A WHO pandemic pact would leave the world at China’s mercy
On May 22, the World Health Organisation (WHO) meets for the World Health Assembly, an annual summit to which all the globe’s countries are invited – except Taiwan, which is excluded at China’s behest. On the agenda is a “pandemic accord” that would greatly expand the WHO’s powers to intervene in a country in the event of a future outbreak.
The European Union, true to form, pushed for a legally binding pandemic “treaty” instead, but that won’t happen for two reasons: the American Senate would need a two-thirds majority to ratify it; and the Chinese government would not allow even its pet international agency to tell it what to do. But the accord would still have substantial force of international law behind it, to make governments impose domestic lockdowns, for example – despite the WHO’s own figures showing little correlation between lockdown severity and death rates.
Though some of the measures make sense – such as more sharing of vaccines with other countries – the plan skates around WHO’s errors during the Covid pandemic: it ignored Taiwan’s early alarm call; praised the Chinese government for its transparency at a time when it was denying human-tohuman transmission and punishing whistleblowers; delayed declaring a health emergency; flip-flopped on masks and lockdowns; and mounted a farcical Potemkin investigation into the origin of the virus.

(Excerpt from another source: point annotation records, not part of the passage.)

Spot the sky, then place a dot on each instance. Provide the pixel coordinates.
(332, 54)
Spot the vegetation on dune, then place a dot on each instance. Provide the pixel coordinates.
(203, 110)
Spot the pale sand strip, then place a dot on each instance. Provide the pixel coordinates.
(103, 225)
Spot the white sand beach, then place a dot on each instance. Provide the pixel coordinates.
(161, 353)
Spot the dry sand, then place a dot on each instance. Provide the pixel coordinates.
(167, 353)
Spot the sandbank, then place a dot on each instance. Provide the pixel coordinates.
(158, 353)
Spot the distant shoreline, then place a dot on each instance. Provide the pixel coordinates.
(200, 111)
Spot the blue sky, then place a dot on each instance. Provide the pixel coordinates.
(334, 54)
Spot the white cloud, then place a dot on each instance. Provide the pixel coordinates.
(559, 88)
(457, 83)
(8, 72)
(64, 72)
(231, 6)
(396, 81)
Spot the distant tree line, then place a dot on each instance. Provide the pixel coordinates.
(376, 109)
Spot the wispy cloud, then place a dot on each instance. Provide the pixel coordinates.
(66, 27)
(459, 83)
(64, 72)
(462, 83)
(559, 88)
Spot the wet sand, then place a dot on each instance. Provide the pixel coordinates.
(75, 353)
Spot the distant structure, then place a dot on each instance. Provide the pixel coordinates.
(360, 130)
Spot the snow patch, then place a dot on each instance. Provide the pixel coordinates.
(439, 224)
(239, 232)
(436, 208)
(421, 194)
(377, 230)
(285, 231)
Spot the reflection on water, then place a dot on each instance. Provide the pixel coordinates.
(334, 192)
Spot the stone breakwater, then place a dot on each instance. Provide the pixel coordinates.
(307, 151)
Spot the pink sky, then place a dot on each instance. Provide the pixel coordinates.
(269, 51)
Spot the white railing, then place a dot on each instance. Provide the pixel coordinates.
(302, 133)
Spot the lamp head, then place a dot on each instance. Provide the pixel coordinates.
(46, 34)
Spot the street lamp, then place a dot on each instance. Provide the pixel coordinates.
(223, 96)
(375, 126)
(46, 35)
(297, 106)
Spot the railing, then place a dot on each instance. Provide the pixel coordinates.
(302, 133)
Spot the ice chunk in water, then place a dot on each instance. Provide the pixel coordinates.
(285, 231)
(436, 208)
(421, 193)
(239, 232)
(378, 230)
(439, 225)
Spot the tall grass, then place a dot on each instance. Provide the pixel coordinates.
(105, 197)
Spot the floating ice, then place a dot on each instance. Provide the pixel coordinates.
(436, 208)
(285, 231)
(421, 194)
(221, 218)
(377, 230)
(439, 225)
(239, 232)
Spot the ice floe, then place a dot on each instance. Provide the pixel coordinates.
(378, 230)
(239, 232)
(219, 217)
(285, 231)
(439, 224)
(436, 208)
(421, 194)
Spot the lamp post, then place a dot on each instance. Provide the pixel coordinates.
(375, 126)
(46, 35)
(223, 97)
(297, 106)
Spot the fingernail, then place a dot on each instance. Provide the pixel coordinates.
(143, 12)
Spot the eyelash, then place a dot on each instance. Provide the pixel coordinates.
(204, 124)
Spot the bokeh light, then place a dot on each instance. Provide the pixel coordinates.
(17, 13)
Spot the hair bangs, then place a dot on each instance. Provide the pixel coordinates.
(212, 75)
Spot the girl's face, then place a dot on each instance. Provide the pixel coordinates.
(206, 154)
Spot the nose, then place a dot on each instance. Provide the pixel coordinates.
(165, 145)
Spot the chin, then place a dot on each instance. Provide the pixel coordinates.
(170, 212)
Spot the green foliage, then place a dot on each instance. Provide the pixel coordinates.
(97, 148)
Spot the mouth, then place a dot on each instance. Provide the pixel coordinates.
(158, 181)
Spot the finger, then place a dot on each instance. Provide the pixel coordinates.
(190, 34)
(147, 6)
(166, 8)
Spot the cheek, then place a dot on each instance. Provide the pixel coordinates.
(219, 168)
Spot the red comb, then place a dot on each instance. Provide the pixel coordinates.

Added to its poor performance in the 2014 ebola outbreak, when for months WHO resisted calls from doctors and NGOs to declare an emergency to avoid offending member governments, this track record does not inspire confidence.

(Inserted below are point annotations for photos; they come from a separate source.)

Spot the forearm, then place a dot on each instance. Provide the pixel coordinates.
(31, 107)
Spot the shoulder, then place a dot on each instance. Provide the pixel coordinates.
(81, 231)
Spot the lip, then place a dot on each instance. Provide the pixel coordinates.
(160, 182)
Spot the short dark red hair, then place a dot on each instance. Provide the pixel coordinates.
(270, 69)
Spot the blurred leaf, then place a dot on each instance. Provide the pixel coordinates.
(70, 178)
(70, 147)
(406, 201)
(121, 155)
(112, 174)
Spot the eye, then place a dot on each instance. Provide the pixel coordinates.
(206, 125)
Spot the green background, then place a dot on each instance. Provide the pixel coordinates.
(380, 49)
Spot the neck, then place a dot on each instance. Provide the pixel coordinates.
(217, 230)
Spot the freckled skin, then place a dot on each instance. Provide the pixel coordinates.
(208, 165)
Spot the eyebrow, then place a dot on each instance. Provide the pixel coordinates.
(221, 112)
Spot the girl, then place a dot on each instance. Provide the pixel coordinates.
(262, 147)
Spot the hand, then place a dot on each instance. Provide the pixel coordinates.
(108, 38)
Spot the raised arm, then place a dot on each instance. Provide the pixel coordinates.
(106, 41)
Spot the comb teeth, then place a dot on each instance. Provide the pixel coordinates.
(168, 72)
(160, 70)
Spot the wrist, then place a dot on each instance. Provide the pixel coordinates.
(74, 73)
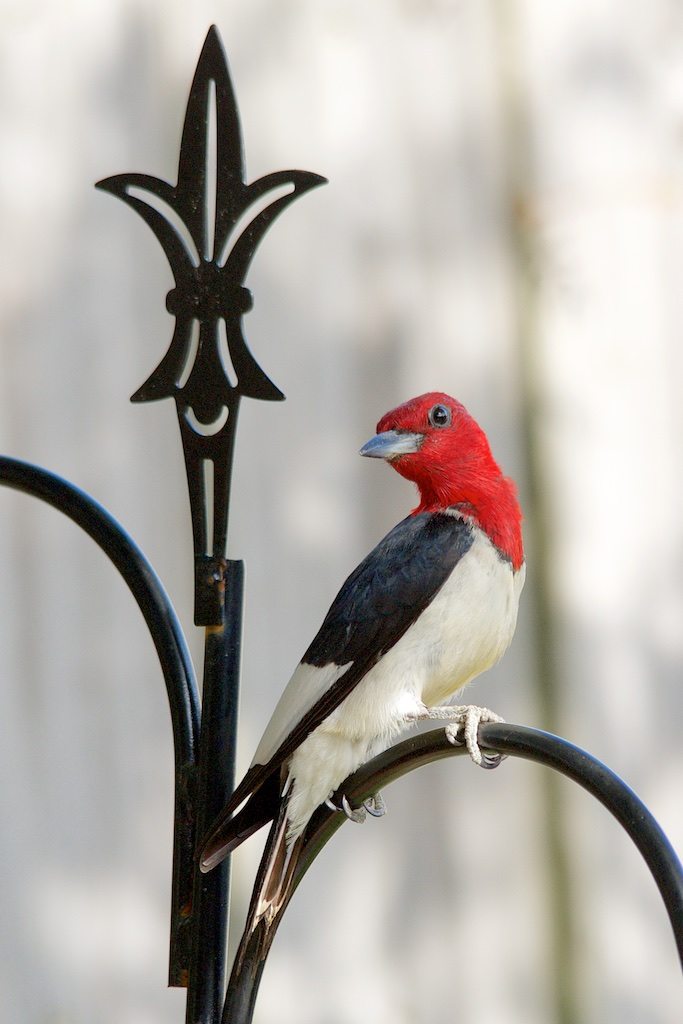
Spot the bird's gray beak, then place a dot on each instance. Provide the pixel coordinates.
(391, 443)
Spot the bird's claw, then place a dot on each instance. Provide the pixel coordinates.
(463, 730)
(356, 814)
(375, 805)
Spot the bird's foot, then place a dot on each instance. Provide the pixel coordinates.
(356, 814)
(375, 805)
(463, 728)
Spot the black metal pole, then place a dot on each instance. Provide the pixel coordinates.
(416, 752)
(215, 783)
(173, 655)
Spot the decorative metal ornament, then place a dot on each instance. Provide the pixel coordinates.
(209, 225)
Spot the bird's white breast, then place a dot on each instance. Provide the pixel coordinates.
(464, 631)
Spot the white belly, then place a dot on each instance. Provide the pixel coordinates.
(463, 632)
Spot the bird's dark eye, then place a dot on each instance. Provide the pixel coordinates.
(439, 416)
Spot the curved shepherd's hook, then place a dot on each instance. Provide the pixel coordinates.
(173, 655)
(544, 748)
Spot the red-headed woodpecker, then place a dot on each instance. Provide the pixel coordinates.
(431, 606)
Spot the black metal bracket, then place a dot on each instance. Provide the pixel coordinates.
(534, 744)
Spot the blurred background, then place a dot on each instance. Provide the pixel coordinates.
(504, 222)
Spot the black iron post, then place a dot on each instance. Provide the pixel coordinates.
(209, 261)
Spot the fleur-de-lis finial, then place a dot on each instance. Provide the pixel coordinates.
(208, 367)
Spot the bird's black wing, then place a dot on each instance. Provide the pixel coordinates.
(379, 601)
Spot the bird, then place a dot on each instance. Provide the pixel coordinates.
(431, 606)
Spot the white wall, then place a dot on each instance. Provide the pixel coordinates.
(458, 136)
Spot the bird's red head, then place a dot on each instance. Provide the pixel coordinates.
(434, 441)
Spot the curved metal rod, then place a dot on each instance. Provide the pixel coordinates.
(544, 748)
(173, 655)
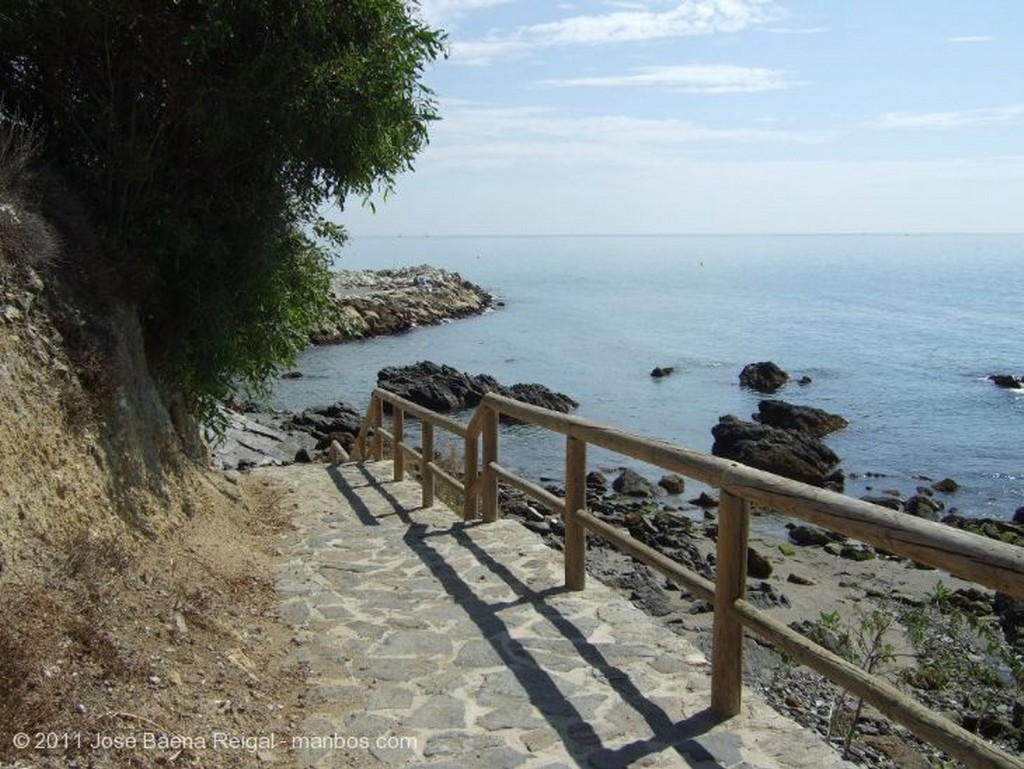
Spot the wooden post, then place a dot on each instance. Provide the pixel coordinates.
(576, 499)
(488, 427)
(427, 457)
(398, 434)
(730, 584)
(378, 408)
(469, 478)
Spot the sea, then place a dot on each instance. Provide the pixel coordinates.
(897, 333)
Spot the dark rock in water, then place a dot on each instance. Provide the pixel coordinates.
(893, 503)
(763, 377)
(705, 500)
(673, 483)
(806, 419)
(632, 483)
(923, 506)
(442, 388)
(758, 566)
(1007, 380)
(597, 481)
(784, 453)
(339, 422)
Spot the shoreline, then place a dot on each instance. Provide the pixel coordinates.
(369, 302)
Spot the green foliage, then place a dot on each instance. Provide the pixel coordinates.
(205, 136)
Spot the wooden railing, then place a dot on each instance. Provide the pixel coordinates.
(978, 559)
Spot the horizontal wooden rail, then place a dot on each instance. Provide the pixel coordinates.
(985, 561)
(662, 563)
(979, 559)
(532, 490)
(936, 729)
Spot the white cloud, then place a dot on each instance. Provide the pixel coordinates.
(634, 25)
(689, 78)
(948, 120)
(436, 11)
(475, 136)
(971, 39)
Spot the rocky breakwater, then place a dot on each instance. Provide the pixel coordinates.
(367, 303)
(442, 388)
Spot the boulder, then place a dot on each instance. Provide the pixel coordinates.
(631, 483)
(764, 377)
(784, 453)
(443, 388)
(1007, 380)
(806, 419)
(923, 506)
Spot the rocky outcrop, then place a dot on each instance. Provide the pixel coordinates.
(764, 377)
(785, 453)
(1008, 381)
(367, 303)
(806, 419)
(442, 388)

According to the agenda of next Sunday’s meeting, the accord would be part of six “action tracks” focused on: healthcare systems; zoonotic outbreaks; endemic tropical diseases; food safety; antimicrobial resistance; and protecting the environment.
What is missing from that list? Something WHO itself and the US and other governments insist might well have been the cause of the Covid pandemic, namely a laboratory experiment gone wrong or a virushunting researcher infected while sampling bats in the field.
The continuing failure to find an animal infected with the virus in food markets or elsewhere, plus some peculiar features of the virus’s genome, has led many to conclude that a proper investigation of the Wuhan Institute of Virology is warranted. But the institute has refused all requests to open up its 22,000-item database for international inspection, even though doing so could go a long way to reassuring the world.
So you might think the World Health Assembly would have put lab safety and transparency of research on the agenda at the very least. But nowhere are these even mentioned. Presumably China would object. In February the WHO held the third “Covid-19 Global research and innovation forum”. In the titles of the 49 sessions, the word “origin” did not appear once. Though it has set up a committee, the WHO seems to be paying no more than lip service to its own commitment to investigating the possibility of a lab leak. Like some Western scientists, it may be hoping the question of the origin of this dreadful pandemic remains unsolved lest the answer ruffle diplomatic feathers.
Here’s what a pandemic accord should include, in my view: a commitment by all national governments to share the genomic data of all viruses collected in the wild and to share details of all experiments being done on potential pandemic pathogens (yes, including in biowarfare labs).
Something similar happens with nuclear research and with airline accidents, so it can be done.
If China’s government refuses to sign, then let’s gradually shame it into doing so. But it looks like we will have to do this outside the WHO.
Lessons have not been learned, so why should we trust our global health watchdog in a future crisis?